Último poste da série de 2 de novembro de 2016 > Guiné 63/74 - P16670: Blogpoesia (478): Neste Dia de Finados - "Campo Santo", da autoria de Domingos Gonçalves, ex-Alf Mil Inf da CCAÇ 1546

Guiné 63/74 - P16688: Pré-publicação: O livro de Mário Vicente [Mário Fitas], "Do Alentejo à Guiné: putos, gandulos e guerra" (2.ª versão, 2010, 99 pp.) - XIV Parte: Cap VII: Guerra I: O PAIGC passa a alcunhar-nos de "Lassas" (as abelhas que só são agressivas, quando as chateiam)



Guiné > Região de Tombali > Cufar > CCAÇ 763 (1965/66) >  Os Lassas cambando um rio


Guiné > Região de Tombali > Cufar > CCAÇ 763 (1965/66) > Os Lassas na abertura da estrada Cufar-Cobumba.

Fotos (e legendas): © Mário Fitas   (2008). Todos os direitos reservados. [Edição: Blogue Luís Graça & Camaradas da Guiné]



[Capa do livro (inédito) "Do Alentejo à Guiné: putos, gandulos e guerra", da autoria de Mário Vicente [Fitas Ralhete], mais conhecido por Mário Fitas, ex-fur mil inf op esp, CCAÇ 763, "Os Lassas", Cufar, 1965/67. Foi cofundador e é "homem grande" da Magnífica Tabanca da Linha, escritor, artesão, artista, além de nosso grã-tabanqueiro da primeira hora, alentejano de Vila Fernando, concelho de Elvas, reformado da TAP, pai de duas filhas e avô. Foto à abaixo à esquerda, março de 2016, Oitavos, Guincho, Cascais]




Do Alentejo à Guiné: putos, gandulos e guerra > XIII Parte > Cap VII - Guerra 1:  Os "lassas", alcunha que lhes é dada pelo PAIGC... (pp. 46-48)

por Mário Vicente 

 Sinopse:


(i) Depois de Tavira (CISMI) e de Elvas (BC 8),

(ii) o "Vagabundo" faz o curso de "ranger" em Lamego;

(iii) é mobilizado para a Guiné;

(iv) unidade mobilizadora: RI 1, Amadora, Oeiras. Companhia: CCÇ 763 ("Nobres na Paz e na Guerra"):

(v) parte para Bissau no T/T Timor, em 11 de fevereiro de 1965, no Cais da Rocha Conde de Óbidos, em Lisboa.;

(vi) chegada a Bissau a 17:

(vii) partida para Cufar, no sul, na região de Tombali, em 2 de março de 1965;

(viii) experiência, inédita, com cães de guerra;

(ix)  início da atividdae, o primeiro prisioneiro;

(x) primeira grande operação: 15 de maio de 1965: conquista de Cufar Nalu (Op Razia):

(xi) a malta  CCAÇ 763 passa a ser conhecida por "Lassas", alcunha pejorativa dada pelo IN.

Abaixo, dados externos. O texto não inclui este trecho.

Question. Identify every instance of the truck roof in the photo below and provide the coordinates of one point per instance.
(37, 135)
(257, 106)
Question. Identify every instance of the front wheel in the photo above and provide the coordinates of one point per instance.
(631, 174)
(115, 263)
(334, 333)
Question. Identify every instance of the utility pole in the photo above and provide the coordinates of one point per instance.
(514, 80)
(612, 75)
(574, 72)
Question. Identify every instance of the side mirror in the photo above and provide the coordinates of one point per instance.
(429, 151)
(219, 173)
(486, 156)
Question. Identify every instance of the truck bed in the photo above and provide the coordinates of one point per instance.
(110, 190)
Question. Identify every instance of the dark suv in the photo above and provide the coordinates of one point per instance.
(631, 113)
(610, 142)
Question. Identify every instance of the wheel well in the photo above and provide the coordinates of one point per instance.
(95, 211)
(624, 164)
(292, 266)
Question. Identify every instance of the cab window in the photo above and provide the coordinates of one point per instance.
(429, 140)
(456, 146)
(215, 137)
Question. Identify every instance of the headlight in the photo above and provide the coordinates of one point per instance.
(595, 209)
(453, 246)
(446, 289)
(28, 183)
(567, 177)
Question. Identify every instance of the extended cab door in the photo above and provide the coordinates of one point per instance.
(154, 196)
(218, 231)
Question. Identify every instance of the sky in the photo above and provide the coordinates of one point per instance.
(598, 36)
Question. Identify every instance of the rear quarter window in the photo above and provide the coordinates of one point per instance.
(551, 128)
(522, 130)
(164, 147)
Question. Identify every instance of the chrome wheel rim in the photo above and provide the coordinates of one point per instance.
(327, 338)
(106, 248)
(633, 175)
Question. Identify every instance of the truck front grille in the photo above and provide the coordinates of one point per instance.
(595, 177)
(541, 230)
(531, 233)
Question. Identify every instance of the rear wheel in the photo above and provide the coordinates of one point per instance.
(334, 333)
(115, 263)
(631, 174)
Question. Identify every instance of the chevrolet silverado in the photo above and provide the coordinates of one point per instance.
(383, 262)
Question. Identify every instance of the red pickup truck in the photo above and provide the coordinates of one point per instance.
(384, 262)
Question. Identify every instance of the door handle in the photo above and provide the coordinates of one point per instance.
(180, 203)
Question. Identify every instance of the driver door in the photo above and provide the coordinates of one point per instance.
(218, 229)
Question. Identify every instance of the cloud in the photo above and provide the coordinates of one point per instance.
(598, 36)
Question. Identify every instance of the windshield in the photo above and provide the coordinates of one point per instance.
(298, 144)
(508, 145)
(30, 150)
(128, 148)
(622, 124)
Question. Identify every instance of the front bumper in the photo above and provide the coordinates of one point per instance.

Do Alentejo à Guiné: putos, gandulos e guerra > XIV Parte > VII - Guerra 1:   Os "lassas", alcunha que lhes é dada pelo PAIGC... (pp. 46-48)
  
 
Vagabundo estava extenuado, precisava beber qualquer coisa e dormir um pouco para atenuar o cansaço físico e psíquico em que se encontrava. Foi ao abrigo, deixou arma e cartucheiras e pegando num cobertor, rumou ao bar, bebeu uma garrafa de água e levou uma cerveja que foi bebendo até à parte nova do aquartelamento em construção. Esticou a manta no chão, debaixo de um cajueiro junto ao futuro abrigo da sua secção e quase de imediato adormeceu. Deve ter acontecido o mesmo com toda a gente porque duas horas e tal passadas quando acordou, o silêncio era total. Cufar parecia terra fantas­ma abandonada. Levantou-se e desceu até ao abrigo de novo, para aí deixar o cobertor. Encontrou o Orlando limpando a sua arma e a dele. Vagabundo ajudou um pouco na tarefa, mas a cabeça ainda continuava muito oca, pelo que disse ao soldado:
– Olha! Vou tomar um banho. Acaba com isso e vai até à messe para bebermos qualquer coisa!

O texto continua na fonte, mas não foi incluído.